Síntese: uma indicação estreita, muito modismo em volta
A evidência sustenta um uso específico; o resto é otimização sem base.
Reunindo tudo: a evidência sustenta a testosterona na mulher para um único desfecho, o desejo sexual hipoativo na pós-menopausa, diagnosticado de forma adequada, por via transdérmica, em dose fisiológica, monitorada e por tempo limitado (Davis e cols., 2019, Parish e cols., 2021). Para energia, humor, músculo, cognição e osso, o benefício não aparece nos ensaios (Islam e cols., 2019).
O modismo mora na distância entre essa indicação estreita e a promessa ampla de otimização hormonal. Vender testosterona como solução de vitalidade e antienvelhecimento para a mulher, sobretudo por pellets de dose alta, é oferecer o que a evidência não mostra e expor a paciente à virilização e a riscos de longo prazo desconhecidos.
A conduta que se sustenta é sóbria: diagnosticar o transtorno de desejo com o critério de sofrimento e de baixo desejo, excluir outras causas, individualizar, dosar de forma fisiológica, acompanhar e resistir ao enquadramento de otimização. Reposição não é o mesmo que otimizar, e um mercado aquecido não é o mesmo que evidência.
| Dimensão | Indicação com evidência | Uso de otimização e pellets |
|---|---|---|
| Desfecho | Desejo sexual hipoativo na pós-menopausa | Energia, humor, músculo, antienvelhecimento |
| Evidência | Ensaios randomizados e meta-análise | Ausente para esses desfechos |
| Via e dose | Transdérmica, fisiológica | Implantes e pellets, suprafisiológicos |
| Risco | Leve (acne, pelos) no curto prazo | Virilização, parte irreversível; lipídios; longo prazo incerto |
| Veredito | Uso específico e monitorado | Modismo, não recomendado |
Por que isto importa para o seu cuidado
Este artigo segue a linha da biblioteca: delimitar a indicação com evidência e nomear o modismo, com rigor. A testosterona na mulher é assunto de prescrição e acompanhamento médicos; não há produto feminino aprovado na maioria dos países, e a otimização por pellets extrapola a evidência.
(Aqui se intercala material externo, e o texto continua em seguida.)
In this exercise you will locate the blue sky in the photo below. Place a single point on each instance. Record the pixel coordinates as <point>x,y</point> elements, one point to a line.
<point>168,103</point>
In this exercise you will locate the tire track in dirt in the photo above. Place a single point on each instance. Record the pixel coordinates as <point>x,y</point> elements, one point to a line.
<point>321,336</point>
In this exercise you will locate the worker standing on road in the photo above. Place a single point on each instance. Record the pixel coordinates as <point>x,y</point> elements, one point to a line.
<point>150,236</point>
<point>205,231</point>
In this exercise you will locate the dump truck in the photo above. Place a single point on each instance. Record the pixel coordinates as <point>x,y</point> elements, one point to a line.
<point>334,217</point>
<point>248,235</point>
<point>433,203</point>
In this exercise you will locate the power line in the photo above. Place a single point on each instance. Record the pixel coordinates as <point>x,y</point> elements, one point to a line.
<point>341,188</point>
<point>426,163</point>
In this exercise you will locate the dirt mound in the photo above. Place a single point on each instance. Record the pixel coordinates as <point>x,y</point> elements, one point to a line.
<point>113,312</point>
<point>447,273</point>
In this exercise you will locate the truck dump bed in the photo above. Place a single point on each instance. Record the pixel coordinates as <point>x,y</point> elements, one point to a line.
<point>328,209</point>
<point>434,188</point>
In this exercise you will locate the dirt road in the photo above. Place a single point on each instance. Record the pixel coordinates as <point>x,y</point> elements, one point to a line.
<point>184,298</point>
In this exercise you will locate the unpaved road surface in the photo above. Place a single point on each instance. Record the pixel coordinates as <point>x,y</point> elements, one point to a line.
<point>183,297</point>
Para organizar sintomas, histórico e exames antes de discutir conduta, a Autoavaliação Funcional ajuda, e a Biblioteca reúne as demais notas. Conteúdo educativo; não substitui avaliação médica individual e não constitui prescrição.
Referências
- Davis SR, Baber R, Panay N, et al. Global consensus position statement on the use of testosterone therapy for women. Journal of Clinical Endocrinology & Metabolism. 2019. doi:10.1210/jc.2019-01603
- Islam RM, Bell RJ, Green S, et al. Safety and efficacy of testosterone for women: a systematic review and meta-analysis of randomised controlled trial data. The Lancet Diabetes & Endocrinology. 2019. doi:10.1016/S2213-8587(19)30189-5
- Davis SR, Moreau M, Kroll R, et al. Testosterone for low libido in postmenopausal women not taking estrogen (APHRODITE). New England Journal of Medicine. 2008. doi:10.1056/NEJMoa0707302
- Parish SJ, Simon JA, Davis SR, et al. ISSWSH clinical practice guideline for the use of systemic testosterone for hypoactive sexual desire disorder in women. Climacteric. 2021. doi:10.1080/13697137.2021.1891773
- Wierman ME, Arlt W, Basson R, et al. Androgen therapy in women: a reappraisal: an Endocrine Society clinical practice guideline. Journal of Clinical Endocrinology & Metabolism. 2014. doi:10.1210/jc.2014-2260
Conteúdo de caráter educativo e científico. Não constitui diagnóstico, prescrição ou orientação clínica individual, e não substitui consulta médica. As decisões de conduta devem ser individualizadas por um médico.